Una clase de filosofía no es más que un juego de palabras, una circulación de lenguaje que, en vez de seguir los formatos establecidos, se arroja decisivamente al choque. Las mismas palabras que hasta hace unos segundos describían algo, ahora se vuelven armas en el martilleo inesperado de nuestras certezas
Estas clases de filosofía que presentamos en este libro han surgido de diferentes cursos, lugares, propuestas, tiempos. Comienzan en la transcripción de una clase concreta, pero son engordadas, desplegadas y hasta desperdigadas por una escritura que busca no solo tapar agujeros sino crear abismos. El origen puntual de cada clase remite a una experiencia real, pero hemos apostado también por una sobrerrealidad y la hemos ampliado. Todo lo que hemos añadido, que es mucho, expande una clase posible hacia los confines de lo imposible. En una palabra: me hubiera encantado que la clase acaecida hubiera sido la que aquí se presenta por escrito.
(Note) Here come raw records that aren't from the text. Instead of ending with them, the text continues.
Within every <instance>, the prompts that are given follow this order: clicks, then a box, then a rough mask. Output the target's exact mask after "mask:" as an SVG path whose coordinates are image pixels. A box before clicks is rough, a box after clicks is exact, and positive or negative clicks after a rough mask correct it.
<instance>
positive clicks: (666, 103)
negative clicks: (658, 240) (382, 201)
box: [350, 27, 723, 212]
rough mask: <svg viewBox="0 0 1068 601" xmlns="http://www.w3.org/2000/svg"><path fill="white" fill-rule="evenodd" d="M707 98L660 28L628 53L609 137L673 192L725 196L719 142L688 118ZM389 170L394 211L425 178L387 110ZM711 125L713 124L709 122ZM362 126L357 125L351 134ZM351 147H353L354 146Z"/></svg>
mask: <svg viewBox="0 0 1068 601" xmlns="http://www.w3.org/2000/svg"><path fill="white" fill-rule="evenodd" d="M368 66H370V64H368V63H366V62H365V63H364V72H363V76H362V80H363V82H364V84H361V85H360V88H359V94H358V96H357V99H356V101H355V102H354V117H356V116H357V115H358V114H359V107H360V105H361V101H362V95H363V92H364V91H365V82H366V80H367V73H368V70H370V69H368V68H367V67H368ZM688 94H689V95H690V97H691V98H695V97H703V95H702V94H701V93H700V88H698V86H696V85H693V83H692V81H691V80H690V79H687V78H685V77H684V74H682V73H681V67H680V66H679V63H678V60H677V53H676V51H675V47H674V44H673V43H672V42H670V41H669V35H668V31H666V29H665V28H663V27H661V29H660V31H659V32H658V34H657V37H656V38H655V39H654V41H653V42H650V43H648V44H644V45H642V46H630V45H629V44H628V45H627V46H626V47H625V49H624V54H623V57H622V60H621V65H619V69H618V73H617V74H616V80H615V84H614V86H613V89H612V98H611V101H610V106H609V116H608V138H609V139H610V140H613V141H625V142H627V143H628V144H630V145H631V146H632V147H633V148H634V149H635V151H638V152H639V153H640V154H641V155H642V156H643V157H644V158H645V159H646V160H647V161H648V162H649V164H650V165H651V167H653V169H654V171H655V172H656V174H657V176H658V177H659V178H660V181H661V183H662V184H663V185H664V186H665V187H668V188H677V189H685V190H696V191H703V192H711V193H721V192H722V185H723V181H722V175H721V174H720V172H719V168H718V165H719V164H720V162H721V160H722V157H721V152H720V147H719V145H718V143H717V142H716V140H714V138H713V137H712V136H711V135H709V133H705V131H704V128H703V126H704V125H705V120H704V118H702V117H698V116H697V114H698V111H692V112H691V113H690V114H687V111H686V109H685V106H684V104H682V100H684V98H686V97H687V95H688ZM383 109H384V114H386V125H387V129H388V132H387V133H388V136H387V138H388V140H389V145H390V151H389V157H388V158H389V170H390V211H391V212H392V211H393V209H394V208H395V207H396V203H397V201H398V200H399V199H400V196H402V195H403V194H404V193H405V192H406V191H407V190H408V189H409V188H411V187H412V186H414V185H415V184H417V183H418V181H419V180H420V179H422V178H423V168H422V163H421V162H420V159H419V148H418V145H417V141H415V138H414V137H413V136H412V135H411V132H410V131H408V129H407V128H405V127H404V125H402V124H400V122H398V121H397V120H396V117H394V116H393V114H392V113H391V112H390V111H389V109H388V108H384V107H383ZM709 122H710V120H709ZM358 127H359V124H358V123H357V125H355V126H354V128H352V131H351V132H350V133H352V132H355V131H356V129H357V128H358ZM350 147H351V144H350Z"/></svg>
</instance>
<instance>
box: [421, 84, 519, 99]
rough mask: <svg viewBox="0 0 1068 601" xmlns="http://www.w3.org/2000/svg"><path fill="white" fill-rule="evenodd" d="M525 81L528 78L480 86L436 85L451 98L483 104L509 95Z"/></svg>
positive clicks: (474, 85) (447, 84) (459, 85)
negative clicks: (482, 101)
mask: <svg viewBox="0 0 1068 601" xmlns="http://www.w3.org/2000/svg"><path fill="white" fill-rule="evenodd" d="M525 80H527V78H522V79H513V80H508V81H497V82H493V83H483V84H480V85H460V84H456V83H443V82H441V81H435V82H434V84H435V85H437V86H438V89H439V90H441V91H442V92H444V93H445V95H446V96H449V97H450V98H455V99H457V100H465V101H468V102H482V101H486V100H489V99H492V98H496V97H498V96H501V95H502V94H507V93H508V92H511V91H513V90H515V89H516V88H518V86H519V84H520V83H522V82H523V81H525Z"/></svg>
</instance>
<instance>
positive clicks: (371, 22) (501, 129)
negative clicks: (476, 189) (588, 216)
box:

Hemos decidido, obviamente, conservar el estilo coloquial y performativo de la clase, aunque no la intervención del público cuya voz ha sido redireccionada de modo indirecto en el relato. Del mismo modo, mantuvimos las cuestiones coyunturales, así como la amplitud de un lenguaje que en su faceta verbal a veces se desentiende con el registro de un texto escrito.
Nos propusimos —y esperamos habernos acercado al objetivo— traspasar al papel el mismo clima que se experimenta en las clases. Las clases sobre el amor, Dios y la verdad datan de 2016. Las clases sobre el postamor, la posverdad y la democracia de 2018. En todos los casos no forzamos datos anacrónicos que hubieran podido cambiar algún sentido conceptual.
Estas seis primeras clases que componen este volumen corresponden a distintos cursos trabajados en la Facultad Libre de Rosario. Mi agradecimiento a todos sus integrantes, así como a todos los estudiantes de Rosario, que siempre han apostado por este proyecto. También es cierto que estas mismas clases las hemos trabajado en la ciudad de Buenos Aires, Montevideo, La Plata, Mar del Plata, Córdoba, y muchos otros lugares del país y del exterior donde pudimos hacer filosofía. Mi agradecimiento eterno a todos aquellos que hacen posible que se produzca el acontecimiento filosófico.
Agradecer también a la Editorial Paidós y a todo su personal, el acompañamiento y diseño conceptual del libro de Martín Sivak, el trabajo de desgrabación de Mara Scoufalos, la edición de Gabriela Esquivada.